Afcons Infrastructure IPO Set for its Stock Market Debut on November 4
Afcons Infrastructure’s IPO (Initial Public Offering) is all set to list on the stock market this Monday, November 4. Investors who were allocated shares will find them in their demat accounts by now, with refunds already processed for those who didn’t receive any shares.
The IPO, which was open for subscription from October 25 to October 29, received a mixed response. According to the BSE data, the IPO was subscribed 2.63 times overall, meaning demand exceeded supply. However, subscription rates varied among different types of investors. Retail investors, who are individual buyers, subscribed at 94% of the allocated amount, while non-institutional investors (NIIs) – typically larger, wealthier investors – subscribed 5.05 times their allotted portion. Qualified institutional buyers (QIBs), like banks and mutual funds, subscribed 3.79 times. Employees of the company also subscribed 1.67 times their reserved portion.
In the early days of the IPO, the response was slow, with only 10% subscribed on day one and 36% by day two. But interest picked up on the final day, especially from the NII segment, which helped boost the subscription numbers. Ahead of the IPO, Afcons raised approximately Rs.1,621 crore from anchor investors large and reliable investors who help gauge market interest.
The shares in this IPO were split so that 50% went to QIBs, 15% to NIIs, and 35% to retail investors. Employees were given a discount of Rs.44 per share, and the price was set between Rs.440 and Rs.463 per share, with a minimum purchase of 32 shares.
Market experts noted the challenges Afcons faced, particularly with limited retail investor interest, meaning most individual investors who bid at the cutoff price received their shares. NIIs, however, showed strong support and contributed greatly to the final numbers, subscribing over five times their allocation.
Some analysts think the IPO’s lukewarm response may be due to the parent company’s financial challenges. Afcons’ parent company is carrying a large amount of debt and is in the midst of a business restructuring, which led it to sell a significant portion of Afcons’ shares to raise funds and manage debt. While this strategy could stabilize the parent company, it may have discouraged short-term investors who generally prefer a quicker return.
Because of these factors, experts are predicting that Afcons might have a modest listing, with its share price likely to hover around 5% above or below the IPO price. Today’s grey market premium (GMP) is Rs 1, meaning that Afcons shares are expected to trade around Rs.464 per share only, slightly higher than the IPO price of Rs.463.
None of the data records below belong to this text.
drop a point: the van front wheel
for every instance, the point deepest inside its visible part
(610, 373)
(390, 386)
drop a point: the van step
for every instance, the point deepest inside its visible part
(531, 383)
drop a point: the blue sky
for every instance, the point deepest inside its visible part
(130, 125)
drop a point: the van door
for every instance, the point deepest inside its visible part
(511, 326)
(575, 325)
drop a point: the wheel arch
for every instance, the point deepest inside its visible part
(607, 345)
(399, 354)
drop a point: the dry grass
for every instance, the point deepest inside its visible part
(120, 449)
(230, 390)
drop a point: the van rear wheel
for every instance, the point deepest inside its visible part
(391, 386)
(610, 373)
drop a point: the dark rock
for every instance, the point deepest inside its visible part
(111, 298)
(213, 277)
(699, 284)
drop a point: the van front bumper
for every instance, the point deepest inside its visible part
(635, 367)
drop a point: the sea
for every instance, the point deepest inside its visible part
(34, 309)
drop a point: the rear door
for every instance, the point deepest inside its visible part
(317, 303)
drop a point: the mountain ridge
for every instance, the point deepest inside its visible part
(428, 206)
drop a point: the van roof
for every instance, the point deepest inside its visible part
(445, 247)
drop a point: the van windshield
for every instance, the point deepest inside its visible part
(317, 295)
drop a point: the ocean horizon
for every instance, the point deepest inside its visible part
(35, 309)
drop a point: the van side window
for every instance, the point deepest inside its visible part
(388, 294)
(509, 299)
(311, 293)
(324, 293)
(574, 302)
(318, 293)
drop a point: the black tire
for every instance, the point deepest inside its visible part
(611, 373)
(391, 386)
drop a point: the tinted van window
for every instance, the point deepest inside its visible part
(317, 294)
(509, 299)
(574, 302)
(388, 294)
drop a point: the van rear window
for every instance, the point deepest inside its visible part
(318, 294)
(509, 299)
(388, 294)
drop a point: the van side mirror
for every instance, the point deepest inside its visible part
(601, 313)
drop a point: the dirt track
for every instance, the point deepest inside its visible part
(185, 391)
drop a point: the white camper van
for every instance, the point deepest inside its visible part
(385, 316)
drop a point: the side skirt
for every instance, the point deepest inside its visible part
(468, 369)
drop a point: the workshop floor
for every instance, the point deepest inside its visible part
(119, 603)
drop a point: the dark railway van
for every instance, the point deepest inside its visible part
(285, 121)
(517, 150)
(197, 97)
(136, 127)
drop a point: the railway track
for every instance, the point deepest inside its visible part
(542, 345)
The funds raised from the IPO will be used by Afcons to purchase construction equipment (Rs.80 crore), cover working capital needs (Rs.320 crore), and pay down debt (Rs.600 crore). The remaining amount will go towards general corporate needs.
The IPO is managed by a group of financial advisors, including ICICI Securities, Dam Capital Advisors, Jefferies India, Nomura Financial Advisory, Nuvama Wealth Management, and SBI Capital Markets, with Link Intime India Private Ltd acting as the registrar.
With its debut just days away, Afcons Infrastructure’s listing is expected to attract attention, especially from long-term investors looking for growth opportunities.